2009-05-18

Spirit Sol 133

They found out what caused yestersol's unexpected reboot. It resulted from a bug in the flight software, a type of bug called a "race condition." It happens when two tasks try to use a shared resource in an order the programmer didn't expect. Every once in a while, they interact in an undesirable order -- "racing" for the prize, as it were -- and something goes wrong. In this case, one task running on the rover tried to make a note that the morning bootup should be considered successful. At the same time, another task tried to log a routine note about the spacecraft's operation.

The problem is that both tasks write to a memory area that's normally write-protected, and they don't do it correctly. The first task does it properly -- politely waiting for exclusive access to the shared memory area, unlocking the area, making its note, relocking the area, and then releasing the memory area for use by other tasks. But the second task isn't so polite; it wrongly goes ahead and unlocks/relocks the shared area without first waiting for exclusive access. Normally, this just happens to work -- the vulnerability window is narrow, and we just happen to get away with it. But not this time. This time, our luck ran out, and the bug was exposed: the second task relocked the memory area just before the first task could write to it. Trying to write to a locked (write-protected) memory area causes a fatal error that results in a spacecraft reset.

And what are we going to do about it? Maybe nothing. As Bob Denise, who's filling me in on the details, points out, the two rovers have now been booted a combined total of about 1000 times, and this bug has been exposed only once. To a first approximation, this suggests we'll see this bug once every thousand times we boot the rovers -- so we might well just never see it again.[1] We might create and upload a software patch (which can always introduce unforeseen problems of its own), or we might just live with the apparently small risk of occasionally losing a sol.

In any case, we're proceeding normally thisol. A drive. A good long one, too -- they end up throwing out some science to make more time for it, and it ends up totaling about 3.5 hours of driving. In theory, we could make about 150m, but we'll probably cover more like 100m, possibly less. Still, we'll cover a good chunk of ground, which will help make up for the two days we effectively lost to the anomaly.

The planning for this makes a hash of the SOWG meeting. I'm not really tracking it, because the details they're worrying over don't concern me. Larry Soderblom's the SOWG chair thisol, and he seems to be thrashing a bit as he tries to make sense of all of the science requests, so that he can discard just the right set. I presume he makes the right calls in the end, though I wouldn't want to be in his shoes today.

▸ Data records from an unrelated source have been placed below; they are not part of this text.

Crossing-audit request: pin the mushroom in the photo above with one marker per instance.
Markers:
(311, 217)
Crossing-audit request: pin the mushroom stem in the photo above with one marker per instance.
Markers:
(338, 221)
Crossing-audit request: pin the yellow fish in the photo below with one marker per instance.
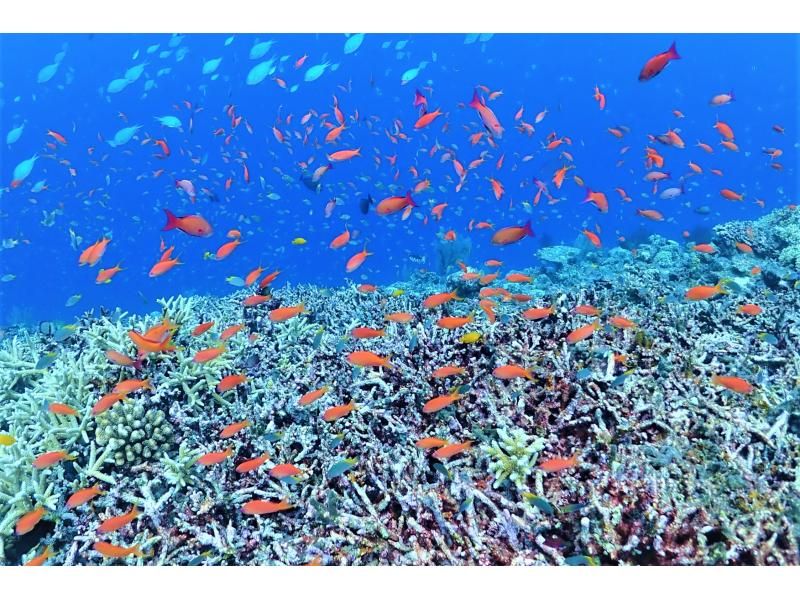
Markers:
(471, 337)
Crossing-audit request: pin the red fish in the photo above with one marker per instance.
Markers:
(487, 116)
(194, 224)
(657, 63)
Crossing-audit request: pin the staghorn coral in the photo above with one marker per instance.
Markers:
(513, 456)
(672, 469)
(134, 432)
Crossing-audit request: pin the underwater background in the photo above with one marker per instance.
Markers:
(114, 193)
(393, 299)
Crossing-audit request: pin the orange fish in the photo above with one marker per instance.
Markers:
(343, 155)
(511, 371)
(599, 97)
(132, 385)
(234, 428)
(733, 383)
(282, 314)
(84, 495)
(620, 322)
(117, 552)
(28, 521)
(582, 333)
(451, 450)
(57, 136)
(598, 199)
(92, 254)
(731, 195)
(226, 249)
(106, 274)
(750, 309)
(145, 345)
(426, 119)
(593, 238)
(651, 214)
(538, 313)
(229, 382)
(206, 355)
(337, 411)
(355, 261)
(255, 300)
(487, 116)
(447, 371)
(657, 63)
(120, 359)
(213, 458)
(512, 234)
(107, 402)
(265, 507)
(252, 276)
(252, 464)
(61, 409)
(40, 559)
(364, 332)
(194, 225)
(558, 464)
(313, 395)
(702, 292)
(400, 317)
(430, 442)
(112, 524)
(517, 277)
(340, 240)
(586, 310)
(284, 470)
(453, 322)
(442, 401)
(51, 458)
(368, 359)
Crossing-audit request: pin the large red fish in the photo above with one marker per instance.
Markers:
(194, 224)
(657, 63)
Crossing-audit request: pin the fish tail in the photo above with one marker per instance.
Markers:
(528, 230)
(172, 220)
(475, 102)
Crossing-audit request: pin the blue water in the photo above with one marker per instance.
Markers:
(556, 72)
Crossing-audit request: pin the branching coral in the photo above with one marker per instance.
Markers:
(513, 456)
(136, 433)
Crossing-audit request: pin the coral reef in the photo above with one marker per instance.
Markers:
(669, 466)
(136, 434)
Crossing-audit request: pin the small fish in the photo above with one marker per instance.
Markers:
(265, 507)
(214, 458)
(84, 495)
(117, 522)
(117, 552)
(451, 450)
(558, 464)
(234, 428)
(340, 467)
(28, 521)
(51, 458)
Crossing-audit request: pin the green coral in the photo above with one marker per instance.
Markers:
(137, 434)
(180, 470)
(513, 457)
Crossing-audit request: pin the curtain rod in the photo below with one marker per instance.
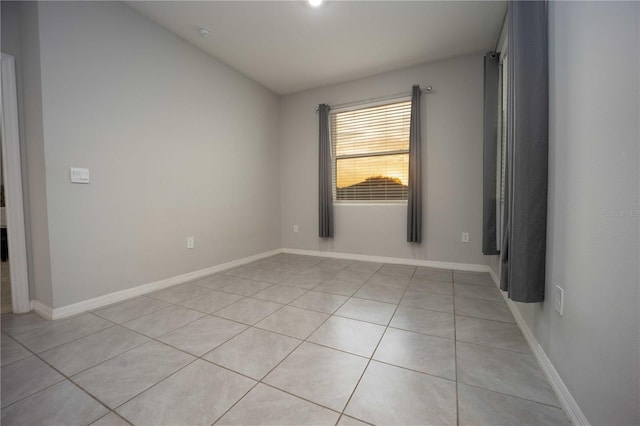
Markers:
(504, 19)
(427, 89)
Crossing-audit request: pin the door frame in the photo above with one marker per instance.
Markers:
(13, 188)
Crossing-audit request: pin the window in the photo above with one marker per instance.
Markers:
(370, 149)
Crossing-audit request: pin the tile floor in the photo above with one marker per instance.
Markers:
(285, 340)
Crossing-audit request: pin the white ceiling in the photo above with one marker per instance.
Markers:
(288, 46)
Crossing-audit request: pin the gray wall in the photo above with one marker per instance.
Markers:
(178, 144)
(20, 38)
(452, 161)
(594, 164)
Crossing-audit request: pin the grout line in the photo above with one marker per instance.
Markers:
(455, 358)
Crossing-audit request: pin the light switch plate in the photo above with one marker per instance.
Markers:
(79, 175)
(558, 300)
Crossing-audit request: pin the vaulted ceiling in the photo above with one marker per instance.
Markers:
(289, 46)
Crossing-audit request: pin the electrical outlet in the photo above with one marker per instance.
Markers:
(558, 300)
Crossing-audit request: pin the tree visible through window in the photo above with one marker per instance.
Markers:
(370, 147)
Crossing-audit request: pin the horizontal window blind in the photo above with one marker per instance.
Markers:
(371, 152)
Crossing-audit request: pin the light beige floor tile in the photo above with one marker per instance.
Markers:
(302, 282)
(335, 264)
(254, 352)
(163, 321)
(202, 335)
(357, 337)
(71, 358)
(111, 419)
(321, 302)
(321, 375)
(215, 281)
(416, 351)
(431, 300)
(395, 281)
(26, 377)
(196, 395)
(359, 265)
(391, 395)
(280, 294)
(400, 270)
(477, 278)
(497, 334)
(292, 321)
(121, 378)
(12, 351)
(418, 284)
(423, 321)
(350, 421)
(131, 309)
(179, 293)
(335, 286)
(212, 301)
(355, 275)
(61, 332)
(380, 293)
(316, 272)
(482, 407)
(434, 274)
(265, 405)
(246, 287)
(478, 292)
(485, 309)
(503, 371)
(367, 310)
(248, 311)
(62, 404)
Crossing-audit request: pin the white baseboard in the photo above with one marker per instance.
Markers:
(568, 403)
(42, 309)
(118, 296)
(470, 267)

I haven't been RP-1 in a long time, and today I remember some of the things I haven't missed about it. The main thing is the interruptions -- oh, Lord, the interruptions. I'm trying to evaluate the terrain, choose a path that keeps all parts of the rover's body safe and respects all of its mechanical limits while making efficient progress toward our goal, compensate for limitations in our tools, document my work as I go, make sure I've thought of everything that can possibly go wrong, all of this under time pressure ... and every thirty seconds, someone has an urgent question for me. Are we driving backward again thisol? Is there a parameter we can tweak to cut down on roverdancing? What azimuth should we use for the drive-direction PANCAMs? Have you finished editing the slice file yet? How long are we going to spend on the blind drive? Daddy, why is the sky blue?

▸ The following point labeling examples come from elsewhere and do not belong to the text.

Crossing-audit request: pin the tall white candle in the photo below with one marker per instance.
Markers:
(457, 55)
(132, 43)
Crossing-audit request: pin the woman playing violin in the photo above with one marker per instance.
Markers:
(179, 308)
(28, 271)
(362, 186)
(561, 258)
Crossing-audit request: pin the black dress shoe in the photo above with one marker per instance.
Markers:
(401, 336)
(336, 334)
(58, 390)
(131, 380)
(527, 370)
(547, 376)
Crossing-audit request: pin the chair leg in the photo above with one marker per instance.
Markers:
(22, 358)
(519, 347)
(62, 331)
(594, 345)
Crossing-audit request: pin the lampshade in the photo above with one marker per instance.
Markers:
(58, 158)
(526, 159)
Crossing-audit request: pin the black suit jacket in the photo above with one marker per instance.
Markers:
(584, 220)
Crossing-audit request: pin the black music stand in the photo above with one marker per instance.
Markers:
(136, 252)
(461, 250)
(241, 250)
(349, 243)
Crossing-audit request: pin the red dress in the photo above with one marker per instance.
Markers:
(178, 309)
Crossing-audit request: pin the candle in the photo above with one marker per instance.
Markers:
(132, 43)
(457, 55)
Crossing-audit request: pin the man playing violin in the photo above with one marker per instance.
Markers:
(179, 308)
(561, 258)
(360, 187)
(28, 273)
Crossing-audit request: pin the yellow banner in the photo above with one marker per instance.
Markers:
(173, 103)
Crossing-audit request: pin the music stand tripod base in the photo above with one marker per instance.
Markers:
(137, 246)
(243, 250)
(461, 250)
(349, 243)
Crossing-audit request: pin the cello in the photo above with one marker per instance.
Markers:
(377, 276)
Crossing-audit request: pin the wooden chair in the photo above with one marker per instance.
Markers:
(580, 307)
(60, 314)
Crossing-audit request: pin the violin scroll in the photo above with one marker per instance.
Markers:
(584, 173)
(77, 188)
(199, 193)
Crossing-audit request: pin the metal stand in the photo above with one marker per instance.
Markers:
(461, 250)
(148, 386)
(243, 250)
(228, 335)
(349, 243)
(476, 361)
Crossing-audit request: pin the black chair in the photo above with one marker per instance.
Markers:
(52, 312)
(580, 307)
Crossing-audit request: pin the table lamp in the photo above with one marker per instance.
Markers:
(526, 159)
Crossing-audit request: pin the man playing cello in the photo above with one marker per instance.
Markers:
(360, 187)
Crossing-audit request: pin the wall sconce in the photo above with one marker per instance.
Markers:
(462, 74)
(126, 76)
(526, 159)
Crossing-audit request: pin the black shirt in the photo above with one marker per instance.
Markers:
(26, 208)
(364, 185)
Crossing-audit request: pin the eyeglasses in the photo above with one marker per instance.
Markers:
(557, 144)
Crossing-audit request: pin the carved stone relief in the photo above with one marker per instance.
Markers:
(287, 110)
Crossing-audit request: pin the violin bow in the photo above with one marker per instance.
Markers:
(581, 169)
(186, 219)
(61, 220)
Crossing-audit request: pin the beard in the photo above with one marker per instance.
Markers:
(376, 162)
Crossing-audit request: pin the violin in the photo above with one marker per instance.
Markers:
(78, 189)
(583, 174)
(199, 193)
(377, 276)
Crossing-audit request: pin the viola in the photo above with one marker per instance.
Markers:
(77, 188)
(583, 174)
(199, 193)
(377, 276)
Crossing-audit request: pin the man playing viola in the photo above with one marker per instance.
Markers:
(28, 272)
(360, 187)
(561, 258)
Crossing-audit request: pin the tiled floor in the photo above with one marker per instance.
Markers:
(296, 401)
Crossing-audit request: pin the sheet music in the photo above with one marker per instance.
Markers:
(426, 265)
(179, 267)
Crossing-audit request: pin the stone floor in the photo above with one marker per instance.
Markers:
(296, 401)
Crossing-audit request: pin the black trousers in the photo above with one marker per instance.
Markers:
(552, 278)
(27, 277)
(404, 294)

I miss a lot of stuff about being an RP-1. But not that part.[2]

I pick out a simple path that takes us more or less where we were going before we were so rudely interrupted. We'll scoot straight ahead about 25m, climbing up onto the next ridge. After that, we'll turn on autonav. But while I'm planning that, Ashitey works out another solution, zig-zagging around some local hollows and cresting the ridge at a lower point off to the right. He shows me his idea and I like it. His solution is better because we can see the terrain beyond the ridge at that point a little more clearly -- with my approach, autonav might get stuck trying to descend the ridge, just as it did a few sols ago, but with Ashitey's, we can have some confidence that autonav will make real progress. The only downside is that his blind-drive segment is shorter, only about 16m, and not as direct. I think about it for a minute and then adopt his path; given the timings, since it improves our chances of a successful autonav, we should make more progress for the day with his solution, even if the first part is less efficient. After looking at it a while, I find a way to extend the blind drive to 34m, making that approach a winner all around.

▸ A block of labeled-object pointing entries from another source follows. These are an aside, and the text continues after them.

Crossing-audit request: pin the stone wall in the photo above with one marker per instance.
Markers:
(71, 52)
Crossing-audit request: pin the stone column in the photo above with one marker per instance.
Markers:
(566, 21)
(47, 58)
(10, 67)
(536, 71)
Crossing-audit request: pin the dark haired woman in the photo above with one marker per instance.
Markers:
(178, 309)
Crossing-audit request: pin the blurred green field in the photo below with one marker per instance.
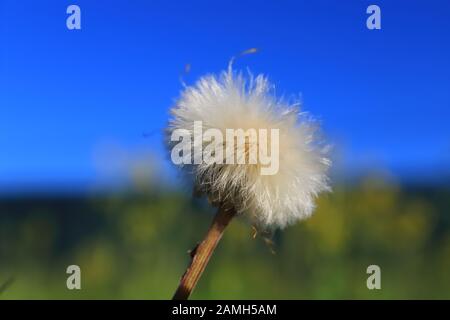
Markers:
(134, 245)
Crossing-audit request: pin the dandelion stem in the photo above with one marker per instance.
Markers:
(202, 252)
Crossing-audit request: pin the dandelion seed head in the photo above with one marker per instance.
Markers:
(232, 100)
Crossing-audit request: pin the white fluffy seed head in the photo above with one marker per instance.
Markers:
(233, 101)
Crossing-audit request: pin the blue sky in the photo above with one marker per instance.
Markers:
(383, 96)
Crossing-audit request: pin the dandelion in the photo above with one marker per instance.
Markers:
(246, 104)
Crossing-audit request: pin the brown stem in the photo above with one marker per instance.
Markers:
(202, 252)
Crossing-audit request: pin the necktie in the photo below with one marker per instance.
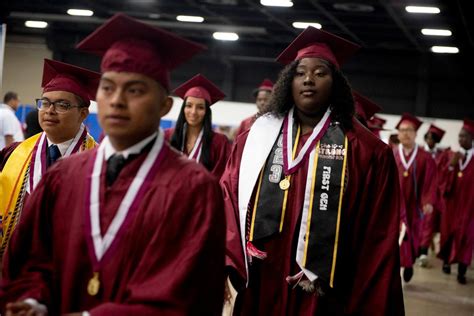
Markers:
(53, 154)
(114, 166)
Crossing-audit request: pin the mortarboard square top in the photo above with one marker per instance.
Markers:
(407, 117)
(436, 130)
(58, 76)
(128, 45)
(365, 107)
(315, 43)
(200, 87)
(469, 126)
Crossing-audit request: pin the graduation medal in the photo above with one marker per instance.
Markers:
(94, 285)
(285, 184)
(406, 165)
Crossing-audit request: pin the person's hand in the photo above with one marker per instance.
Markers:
(22, 309)
(456, 157)
(427, 209)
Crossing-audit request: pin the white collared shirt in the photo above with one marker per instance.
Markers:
(135, 149)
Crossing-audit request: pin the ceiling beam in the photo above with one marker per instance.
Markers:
(338, 23)
(398, 21)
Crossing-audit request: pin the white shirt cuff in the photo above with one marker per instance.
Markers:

We were originally planning to do the blind drive backward again. But while reviewing the sequence as part of our handover, Ashitey and I notice an error (which went undetected last time we tried this -- oops). Normally, at the end of the blind drive, we tell the rover to take a couple of pictures of the region in front of it; this helps ensure that it will understand the area it's in at the end of the sol even if the autonav doesn't go anywhere. The problem is, when driving backward, we should tell the rover to take pictures of the area behind the rover, not in front. It's an easy fix, and not a big deal even if we don't fix it, but it makes us nervous about what else we might have overlooked. So we turn the rover around and have it drive forward instead, as it normally does. We already proved our point about driving backward anyway; we made about 14m of progress (regress?) before the anomaly stopped us the other sol. We have little to gain by doing it again, and too much to lose. So we don't.

I also simplify our day in another way. Julie raises a concern about wasting energy roverdancing when the rover isn't going to make any progress anyway. Is there something we can change to make it give up sooner? I suggest replacing the single long-distance autonav waypoint with a series of shorter autonav waypoints, but we'd have to revisit the timeout-handling logic. Maybe there are flight software parameters we could tweak to help out as well, but we'd have to ask Mark Maimone and he's already gone home. And you know what -- we just don't have time to deal with it today. If we've learned anything, it's that we shouldn't try to come up with this stuff under time pressure unless we really have to. So I tell her we'll think about it and not do it today, and she's cool with that. So we don't.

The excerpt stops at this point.